Ora, existe tentativa criminalmente relevante, nos termos do art.º 22.º, n.º 1, do Código Penal, quando sejam praticados atos de execução de um crime que se decidiu cometer (a tentativa é necessariamente dolosa), sem que este chegue a consumar-se. O nº 2 do citado preceito legal explicita que são atos de execução:

a) Os que preencherem um elemento constitutivo de um tipo de crime;

b) Os que forem idóneos a produzir o resultado típico; e

c) Os que segundo a experiência comum e salvo circunstâncias imprevisíveis, forem de natureza a fazer esperar que se lhes sigam atos das espécies indicadas nas alíneas anteriores.

Nem todos os atos e procedimentos incluídos no iter criminis são objeto de punição criminal.
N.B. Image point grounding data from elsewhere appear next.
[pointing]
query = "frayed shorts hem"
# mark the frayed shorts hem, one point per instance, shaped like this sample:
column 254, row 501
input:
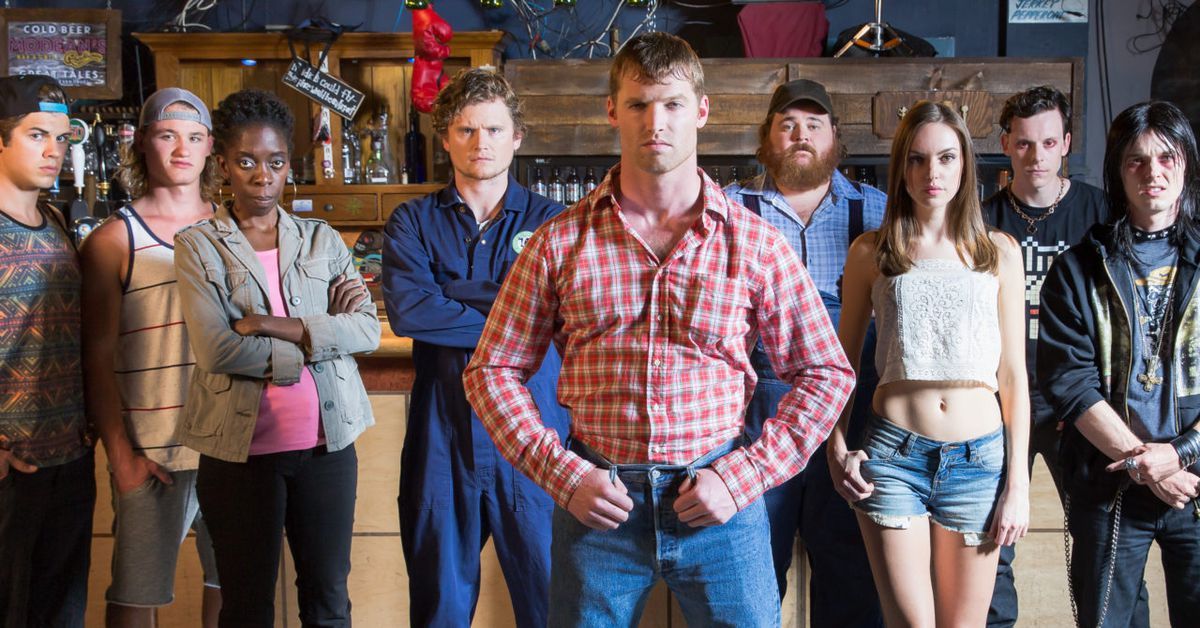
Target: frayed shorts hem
column 970, row 538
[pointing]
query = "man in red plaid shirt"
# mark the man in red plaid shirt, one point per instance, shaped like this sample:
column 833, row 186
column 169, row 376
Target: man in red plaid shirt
column 654, row 289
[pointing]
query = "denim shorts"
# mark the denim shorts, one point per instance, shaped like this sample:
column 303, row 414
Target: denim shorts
column 149, row 526
column 957, row 484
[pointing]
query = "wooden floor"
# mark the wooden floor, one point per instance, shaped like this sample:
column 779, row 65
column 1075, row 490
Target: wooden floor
column 378, row 581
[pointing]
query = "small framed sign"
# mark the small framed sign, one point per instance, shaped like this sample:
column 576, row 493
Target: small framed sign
column 1047, row 11
column 79, row 47
column 323, row 88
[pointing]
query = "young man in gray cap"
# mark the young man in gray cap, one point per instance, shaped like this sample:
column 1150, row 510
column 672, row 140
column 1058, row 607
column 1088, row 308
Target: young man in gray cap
column 47, row 470
column 138, row 362
column 820, row 213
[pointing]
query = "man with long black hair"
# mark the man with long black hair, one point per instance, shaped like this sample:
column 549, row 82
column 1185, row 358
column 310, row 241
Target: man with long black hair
column 1119, row 358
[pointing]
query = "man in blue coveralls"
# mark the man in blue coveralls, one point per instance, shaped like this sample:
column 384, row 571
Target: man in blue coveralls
column 445, row 256
column 820, row 213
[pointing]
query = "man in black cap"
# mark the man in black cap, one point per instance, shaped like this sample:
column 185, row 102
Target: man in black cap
column 820, row 213
column 47, row 470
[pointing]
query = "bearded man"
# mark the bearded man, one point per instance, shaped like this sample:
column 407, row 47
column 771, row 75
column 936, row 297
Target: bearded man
column 820, row 213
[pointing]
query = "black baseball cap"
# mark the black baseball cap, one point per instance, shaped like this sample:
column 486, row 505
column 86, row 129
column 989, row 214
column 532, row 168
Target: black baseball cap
column 801, row 89
column 18, row 96
column 155, row 108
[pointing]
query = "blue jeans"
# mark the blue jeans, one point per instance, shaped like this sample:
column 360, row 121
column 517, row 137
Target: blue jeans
column 309, row 494
column 841, row 591
column 46, row 544
column 720, row 575
column 955, row 483
column 1044, row 438
column 1144, row 520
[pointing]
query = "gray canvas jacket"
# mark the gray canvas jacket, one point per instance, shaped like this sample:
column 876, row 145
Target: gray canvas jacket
column 221, row 281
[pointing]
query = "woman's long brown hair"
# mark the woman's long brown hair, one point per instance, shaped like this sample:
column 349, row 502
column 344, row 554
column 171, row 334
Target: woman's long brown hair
column 964, row 214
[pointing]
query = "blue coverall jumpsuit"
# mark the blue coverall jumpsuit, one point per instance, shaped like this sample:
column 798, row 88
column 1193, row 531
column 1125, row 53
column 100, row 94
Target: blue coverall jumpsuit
column 441, row 276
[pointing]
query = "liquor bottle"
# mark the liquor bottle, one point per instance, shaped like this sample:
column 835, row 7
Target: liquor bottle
column 414, row 149
column 589, row 180
column 539, row 184
column 383, row 136
column 352, row 159
column 557, row 191
column 574, row 191
column 377, row 166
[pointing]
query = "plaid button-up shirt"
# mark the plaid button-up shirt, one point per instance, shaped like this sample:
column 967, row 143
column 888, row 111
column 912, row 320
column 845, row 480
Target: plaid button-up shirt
column 657, row 352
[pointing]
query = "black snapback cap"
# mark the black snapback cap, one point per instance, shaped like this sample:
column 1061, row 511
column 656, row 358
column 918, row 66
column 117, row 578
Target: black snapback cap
column 801, row 89
column 18, row 96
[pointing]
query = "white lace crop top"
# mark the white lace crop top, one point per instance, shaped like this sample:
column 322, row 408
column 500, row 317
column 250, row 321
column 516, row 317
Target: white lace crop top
column 937, row 322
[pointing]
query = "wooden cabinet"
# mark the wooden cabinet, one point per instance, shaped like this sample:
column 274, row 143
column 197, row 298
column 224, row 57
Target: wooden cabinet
column 216, row 64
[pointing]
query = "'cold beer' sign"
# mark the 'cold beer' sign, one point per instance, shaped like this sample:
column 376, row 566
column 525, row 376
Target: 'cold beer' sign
column 79, row 48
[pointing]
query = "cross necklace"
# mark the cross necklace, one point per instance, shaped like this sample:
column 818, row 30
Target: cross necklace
column 1156, row 322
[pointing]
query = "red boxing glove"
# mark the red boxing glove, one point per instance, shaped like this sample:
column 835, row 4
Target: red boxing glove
column 431, row 34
Em primeiro lugar, a simples ideação de um crime, a mera cogitatio, não é punível. Os atos preparatórios (os que não se enquadram em qualquer das alíneas do nº 2 do art.º 22.º) não são puníveis a não ser que a lei estipule o contrário, nos termos do artº 21º do Código Penal, o que equivale a dizer que em regra os atos preparatórios não são objeto de punição.

Os atos integrantes da tentativa criminosa são puníveis se a lei o estipular ou se ao crime consumado corresponder pena superior a 3 anos de prisão, nos termos do artº 23.º, nº 1, do Código Penal, como sucede, no que ora interessa, com o crime de coação agravada, punido com pena de 1 mês a 5 anos de prisão.

No caso concreto, a coação agravada não chegou a consumar-se, por motivos alheios à vontade do arguido, justificando-se, pois, a atenuação resultante da tentativa.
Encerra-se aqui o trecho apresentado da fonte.